Welcher Streit droht sonst noch?

Einige Punkte im Pariser Klimaabkommen sind noch nicht geklärt oder umstritten. Zum Beispiel der Rahmen, wie die Staaten über ihre Treibhausgasentwicklung berichten. Wollen die Regierungen der Welt die Erderwärmung deutlich unter 2 Grad stoppen, müssen die Staaten ihre CO₂-Emissionen stärker und schneller reduzieren. Dabei gibt es immer wieder Versuche der Manipulation. Da ist zum einen das Basisjahr. Die Schweiz wie auch die EU rechnen ab 1990, bis 2030 sollen die Emissionen um 55 Prozent sinken. Je höher die Emissionen im Basisjahr sind, desto ambitionierter müssen die Reduktionen sein. Brasilien wiederum soll nun ein neues Ziel eingereicht haben mit einem veränderten Ausgangsjahr, was dazu führt, dass das Land aktuell weniger CO₂ reduzieren muss. China bilanziert seine Emissionen im Verhältnis zum Bruttosozialprodukt, ein sogenanntes Intensitätsziel. Es soll vor allem Schwellenländern mehr Wirtschaftswachstum ermöglichen.

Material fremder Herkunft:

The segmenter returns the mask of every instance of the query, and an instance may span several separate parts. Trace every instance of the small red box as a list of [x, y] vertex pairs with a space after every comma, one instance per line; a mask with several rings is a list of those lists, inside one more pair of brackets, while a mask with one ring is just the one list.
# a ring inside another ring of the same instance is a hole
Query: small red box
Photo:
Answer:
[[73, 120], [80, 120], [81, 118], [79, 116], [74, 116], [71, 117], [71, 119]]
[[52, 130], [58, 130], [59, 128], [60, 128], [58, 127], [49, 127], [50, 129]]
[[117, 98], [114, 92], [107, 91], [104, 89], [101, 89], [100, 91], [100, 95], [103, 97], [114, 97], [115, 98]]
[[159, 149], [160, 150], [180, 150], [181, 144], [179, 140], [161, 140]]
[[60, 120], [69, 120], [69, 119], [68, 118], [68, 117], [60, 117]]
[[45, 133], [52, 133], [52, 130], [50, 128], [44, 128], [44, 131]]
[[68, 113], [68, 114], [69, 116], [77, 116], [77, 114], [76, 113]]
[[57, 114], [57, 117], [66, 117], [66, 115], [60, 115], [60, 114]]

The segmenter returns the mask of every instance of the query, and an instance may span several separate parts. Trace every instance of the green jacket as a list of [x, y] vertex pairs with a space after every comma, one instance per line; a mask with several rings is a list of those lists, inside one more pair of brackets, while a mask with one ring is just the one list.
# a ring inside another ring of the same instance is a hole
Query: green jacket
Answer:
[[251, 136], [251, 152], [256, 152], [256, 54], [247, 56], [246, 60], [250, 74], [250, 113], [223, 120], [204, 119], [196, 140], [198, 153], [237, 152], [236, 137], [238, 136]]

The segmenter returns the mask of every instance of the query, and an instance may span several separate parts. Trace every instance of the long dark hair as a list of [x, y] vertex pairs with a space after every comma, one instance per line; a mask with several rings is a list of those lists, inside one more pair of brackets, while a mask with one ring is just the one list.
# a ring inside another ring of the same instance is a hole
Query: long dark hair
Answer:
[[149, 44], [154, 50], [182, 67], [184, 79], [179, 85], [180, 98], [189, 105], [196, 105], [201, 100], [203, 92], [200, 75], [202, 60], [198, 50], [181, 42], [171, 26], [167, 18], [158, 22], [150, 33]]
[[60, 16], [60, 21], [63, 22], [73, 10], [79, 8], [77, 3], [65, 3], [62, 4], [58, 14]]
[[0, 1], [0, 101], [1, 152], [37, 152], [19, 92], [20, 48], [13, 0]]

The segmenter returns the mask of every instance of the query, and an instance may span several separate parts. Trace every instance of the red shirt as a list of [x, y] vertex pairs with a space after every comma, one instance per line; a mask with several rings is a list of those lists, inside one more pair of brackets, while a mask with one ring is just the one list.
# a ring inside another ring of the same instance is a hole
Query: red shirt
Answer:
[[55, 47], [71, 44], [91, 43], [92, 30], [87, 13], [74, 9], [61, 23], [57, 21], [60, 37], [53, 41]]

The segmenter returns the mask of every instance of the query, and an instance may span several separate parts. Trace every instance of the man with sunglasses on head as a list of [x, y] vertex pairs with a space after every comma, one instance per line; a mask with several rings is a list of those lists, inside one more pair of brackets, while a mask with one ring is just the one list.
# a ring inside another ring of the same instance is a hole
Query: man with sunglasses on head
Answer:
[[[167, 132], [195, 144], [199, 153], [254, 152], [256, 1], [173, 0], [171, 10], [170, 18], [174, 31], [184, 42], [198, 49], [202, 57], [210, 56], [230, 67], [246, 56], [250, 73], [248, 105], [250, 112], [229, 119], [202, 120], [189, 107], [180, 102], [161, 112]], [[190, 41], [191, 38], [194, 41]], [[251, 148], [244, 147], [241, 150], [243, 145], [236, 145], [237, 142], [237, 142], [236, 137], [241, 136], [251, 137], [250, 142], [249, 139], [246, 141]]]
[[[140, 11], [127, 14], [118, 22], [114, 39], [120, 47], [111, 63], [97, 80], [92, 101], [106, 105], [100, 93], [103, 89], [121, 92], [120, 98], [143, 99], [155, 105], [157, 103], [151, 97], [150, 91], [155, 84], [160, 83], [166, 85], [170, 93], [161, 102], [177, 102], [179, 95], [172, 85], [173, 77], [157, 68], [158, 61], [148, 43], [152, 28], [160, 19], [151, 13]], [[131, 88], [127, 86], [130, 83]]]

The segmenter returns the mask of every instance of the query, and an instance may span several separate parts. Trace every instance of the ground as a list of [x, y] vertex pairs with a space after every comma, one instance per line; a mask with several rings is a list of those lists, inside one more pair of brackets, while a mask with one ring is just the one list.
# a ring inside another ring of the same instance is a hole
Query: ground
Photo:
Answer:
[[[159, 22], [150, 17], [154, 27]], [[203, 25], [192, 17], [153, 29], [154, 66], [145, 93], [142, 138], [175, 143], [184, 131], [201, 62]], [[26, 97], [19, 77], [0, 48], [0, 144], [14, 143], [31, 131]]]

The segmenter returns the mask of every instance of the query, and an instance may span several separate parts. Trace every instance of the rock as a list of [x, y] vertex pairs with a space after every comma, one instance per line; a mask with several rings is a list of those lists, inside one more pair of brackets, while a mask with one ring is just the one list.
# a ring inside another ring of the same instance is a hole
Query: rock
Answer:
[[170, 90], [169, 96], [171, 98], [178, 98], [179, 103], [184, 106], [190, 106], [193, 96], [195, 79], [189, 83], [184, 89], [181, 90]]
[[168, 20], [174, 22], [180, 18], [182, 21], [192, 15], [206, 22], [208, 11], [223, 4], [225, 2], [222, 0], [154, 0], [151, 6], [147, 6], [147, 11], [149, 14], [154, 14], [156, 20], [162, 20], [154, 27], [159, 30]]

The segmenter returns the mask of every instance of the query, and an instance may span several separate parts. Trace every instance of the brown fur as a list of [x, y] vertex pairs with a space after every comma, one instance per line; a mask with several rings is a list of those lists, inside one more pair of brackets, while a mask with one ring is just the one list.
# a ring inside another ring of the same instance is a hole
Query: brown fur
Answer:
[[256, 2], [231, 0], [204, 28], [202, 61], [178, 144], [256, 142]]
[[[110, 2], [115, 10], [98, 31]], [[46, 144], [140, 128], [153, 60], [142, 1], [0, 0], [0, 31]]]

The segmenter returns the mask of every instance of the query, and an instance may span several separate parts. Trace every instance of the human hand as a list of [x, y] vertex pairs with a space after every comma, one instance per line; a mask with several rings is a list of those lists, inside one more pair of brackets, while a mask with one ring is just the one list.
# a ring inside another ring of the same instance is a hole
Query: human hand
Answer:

Wie läuft so eine Konferenz ab?

Die Weltklimakonferenz dauert zwei Wochen. Es geht los mit dem sogenannten High-Level-Segment, bei dem etwa 130 Staats- und Regierungschefs ihre Auftritte haben. Die Schweiz wird durch Bundespräsident Guy Parmelin repräsentiert. Ausserdem treten in Glasgow Umweltministerin Simonetta Sommaruga und Finanzminister Ueli Maurer auf. Bei diesem Klimagipfel kann der Ton gesetzt werden, besonders von Gastgeber Boris Johnson. Danach gehen die Unterhändler an die Arbeit, diesmal haben sie ein besonders straffes Programm. Weil die Konferenz im vorigen Jahr wegen der Corona-Pandemie ausfiel, muss eine grosse Zahl offener Fragen abgearbeitet werden. Um die strittigsten kümmern sich an den letzten Tagen der Konferenz die Minister. Fast nie endet eine Klimakonferenz planmässig freitags – die meisten Teilnehmer dürften das darauffolgende Wochenende noch in Glasgow gebucht haben.

Was passiert, wenn die Staaten die gegebenen Zusagen nicht einhalten?

In juristischer Hinsicht: nichts. Das Abkommen selbst ist zwar ein völkerrechtlich bindender Vertrag. Aber er enthält keine Sanktionen für den Fall, dass sich ein Staat nicht an die Vereinbarungen hält. Klimaschützer kritisieren das seit langem. Allerdings wäre das Abkommen andernfalls wohl nie zustande gekommen.